The Eleventh Commandment
- First edition (publ. HarperCollins, UK)
- Author: Jeffrey Archer
- Publisher: HarperCollins
- Publication date: June 15, 1998
- ISBN: 978-0-06-019150-4

= The Eleventh Commandment (novel) =

1998 novel by Jeffrey Archer

The Eleventh Commandment is a novel by Jeffrey Archer, first published in 1998. The title refers to the rule Thou Shalt Not Get Caught.

== Plot summary ==

CIA Chief Helen Dexter independently decides to order the assassination of political figures from other nations based on their views toward the United States. The book begins with the assassination of a Colombian presidential candidate. During this time, Helen discovers that she would be fired if it is discovered that she is ordering assassinations in several countries. To cover up her work she plans to have her chief assassin, Connor Fitzgerald, eliminated.

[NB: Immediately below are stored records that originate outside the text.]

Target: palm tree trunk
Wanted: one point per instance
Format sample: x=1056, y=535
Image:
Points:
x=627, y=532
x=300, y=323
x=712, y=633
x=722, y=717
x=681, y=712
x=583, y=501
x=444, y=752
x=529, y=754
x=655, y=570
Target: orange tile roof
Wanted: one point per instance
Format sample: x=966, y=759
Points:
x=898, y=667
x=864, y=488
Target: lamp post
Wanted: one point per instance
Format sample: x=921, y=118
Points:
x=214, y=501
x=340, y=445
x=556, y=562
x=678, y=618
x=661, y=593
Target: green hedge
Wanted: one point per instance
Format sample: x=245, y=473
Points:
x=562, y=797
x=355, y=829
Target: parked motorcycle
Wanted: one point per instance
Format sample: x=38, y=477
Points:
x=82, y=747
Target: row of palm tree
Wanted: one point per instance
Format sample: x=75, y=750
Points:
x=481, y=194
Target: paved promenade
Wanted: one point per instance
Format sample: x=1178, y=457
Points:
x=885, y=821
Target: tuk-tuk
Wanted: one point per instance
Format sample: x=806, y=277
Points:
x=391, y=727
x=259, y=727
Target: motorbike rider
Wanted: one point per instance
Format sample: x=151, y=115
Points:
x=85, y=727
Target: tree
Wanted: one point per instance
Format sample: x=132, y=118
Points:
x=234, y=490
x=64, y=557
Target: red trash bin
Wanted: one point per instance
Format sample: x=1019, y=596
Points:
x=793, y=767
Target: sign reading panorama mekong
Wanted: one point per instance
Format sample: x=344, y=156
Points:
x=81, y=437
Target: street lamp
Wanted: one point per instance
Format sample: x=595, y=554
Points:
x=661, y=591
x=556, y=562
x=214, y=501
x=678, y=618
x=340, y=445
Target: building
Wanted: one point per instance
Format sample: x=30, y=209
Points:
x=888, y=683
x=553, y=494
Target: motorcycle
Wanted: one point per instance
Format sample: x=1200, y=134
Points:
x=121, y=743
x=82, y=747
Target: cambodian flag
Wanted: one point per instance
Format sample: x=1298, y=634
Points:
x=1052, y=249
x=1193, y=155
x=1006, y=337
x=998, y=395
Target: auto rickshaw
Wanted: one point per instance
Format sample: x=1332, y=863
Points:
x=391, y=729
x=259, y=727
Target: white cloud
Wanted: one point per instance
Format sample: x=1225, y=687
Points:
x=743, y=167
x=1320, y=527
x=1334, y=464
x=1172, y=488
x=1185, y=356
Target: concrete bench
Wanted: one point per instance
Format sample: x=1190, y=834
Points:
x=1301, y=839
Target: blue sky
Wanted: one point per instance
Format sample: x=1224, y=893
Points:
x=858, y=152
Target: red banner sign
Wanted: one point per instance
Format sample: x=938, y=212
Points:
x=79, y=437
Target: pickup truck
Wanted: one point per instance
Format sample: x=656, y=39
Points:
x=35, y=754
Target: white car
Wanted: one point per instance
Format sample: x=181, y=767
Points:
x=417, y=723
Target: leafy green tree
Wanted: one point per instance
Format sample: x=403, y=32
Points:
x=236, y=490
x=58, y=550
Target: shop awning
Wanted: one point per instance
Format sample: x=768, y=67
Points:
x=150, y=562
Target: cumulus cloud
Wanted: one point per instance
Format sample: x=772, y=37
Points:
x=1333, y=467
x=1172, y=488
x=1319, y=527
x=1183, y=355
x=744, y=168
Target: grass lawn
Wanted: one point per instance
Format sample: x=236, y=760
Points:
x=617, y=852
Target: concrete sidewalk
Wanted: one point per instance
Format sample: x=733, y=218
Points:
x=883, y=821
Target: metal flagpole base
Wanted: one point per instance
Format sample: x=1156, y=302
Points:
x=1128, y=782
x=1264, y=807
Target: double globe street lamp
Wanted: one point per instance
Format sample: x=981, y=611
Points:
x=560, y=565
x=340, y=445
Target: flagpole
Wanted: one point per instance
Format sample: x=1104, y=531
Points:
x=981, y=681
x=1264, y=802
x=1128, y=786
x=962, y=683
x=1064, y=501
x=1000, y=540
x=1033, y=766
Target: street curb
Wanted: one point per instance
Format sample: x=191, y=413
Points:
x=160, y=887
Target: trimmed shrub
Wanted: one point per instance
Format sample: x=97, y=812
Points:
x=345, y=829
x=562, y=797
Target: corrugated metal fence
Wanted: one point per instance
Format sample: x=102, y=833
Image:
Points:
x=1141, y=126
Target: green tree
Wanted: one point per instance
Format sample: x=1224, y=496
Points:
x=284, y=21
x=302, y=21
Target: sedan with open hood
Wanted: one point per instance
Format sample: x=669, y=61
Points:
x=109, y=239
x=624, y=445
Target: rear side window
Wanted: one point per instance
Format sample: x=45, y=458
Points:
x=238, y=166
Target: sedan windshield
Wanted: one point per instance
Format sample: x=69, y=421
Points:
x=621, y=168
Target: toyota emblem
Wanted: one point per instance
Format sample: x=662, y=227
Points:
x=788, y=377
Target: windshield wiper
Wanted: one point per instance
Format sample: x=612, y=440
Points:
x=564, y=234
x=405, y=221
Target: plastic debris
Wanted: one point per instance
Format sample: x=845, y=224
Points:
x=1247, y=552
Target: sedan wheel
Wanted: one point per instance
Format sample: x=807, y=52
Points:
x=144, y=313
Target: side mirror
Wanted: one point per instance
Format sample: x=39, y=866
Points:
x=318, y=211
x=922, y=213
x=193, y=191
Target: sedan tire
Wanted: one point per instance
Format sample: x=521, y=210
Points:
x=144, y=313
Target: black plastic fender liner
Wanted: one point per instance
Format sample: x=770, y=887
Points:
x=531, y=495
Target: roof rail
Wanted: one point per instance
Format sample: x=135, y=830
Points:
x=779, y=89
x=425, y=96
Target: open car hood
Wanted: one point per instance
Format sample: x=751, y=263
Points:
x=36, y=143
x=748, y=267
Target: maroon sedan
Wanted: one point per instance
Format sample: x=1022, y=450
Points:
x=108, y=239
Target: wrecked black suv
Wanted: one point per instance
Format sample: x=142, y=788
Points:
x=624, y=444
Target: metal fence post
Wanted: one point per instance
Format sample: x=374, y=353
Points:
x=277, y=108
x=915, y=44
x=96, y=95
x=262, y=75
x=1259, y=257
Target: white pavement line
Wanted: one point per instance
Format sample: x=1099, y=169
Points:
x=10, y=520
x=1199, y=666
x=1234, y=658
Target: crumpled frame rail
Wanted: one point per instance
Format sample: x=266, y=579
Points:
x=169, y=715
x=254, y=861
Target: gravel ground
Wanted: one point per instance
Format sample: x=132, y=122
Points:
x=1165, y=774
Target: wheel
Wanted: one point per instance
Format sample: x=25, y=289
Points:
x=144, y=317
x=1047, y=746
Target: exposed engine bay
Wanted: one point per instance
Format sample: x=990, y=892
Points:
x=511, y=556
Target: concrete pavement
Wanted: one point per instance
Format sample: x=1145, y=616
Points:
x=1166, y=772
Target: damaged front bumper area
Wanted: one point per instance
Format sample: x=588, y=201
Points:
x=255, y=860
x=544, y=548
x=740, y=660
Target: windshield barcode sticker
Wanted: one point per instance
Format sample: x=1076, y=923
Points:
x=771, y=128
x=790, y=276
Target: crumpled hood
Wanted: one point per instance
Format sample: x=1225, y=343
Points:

The CIA rejects Connor's resignation and asks him to go on a final mission to assassinate a candidate for the Russian presidency. While attending a speech, Connor is arrested and placed in a Russian jail to be executed. A friend of his arrives in time and tries to rescue him by making a bargain with the Russian Mafia. In exchange for Fitzgerald to be replaced with his friend, Fitzgerald will have to assassinate the Russian president. Fitzgerald fails in the attempt and "dies." Later on he returns home with the name of a professor and he has lost his arm.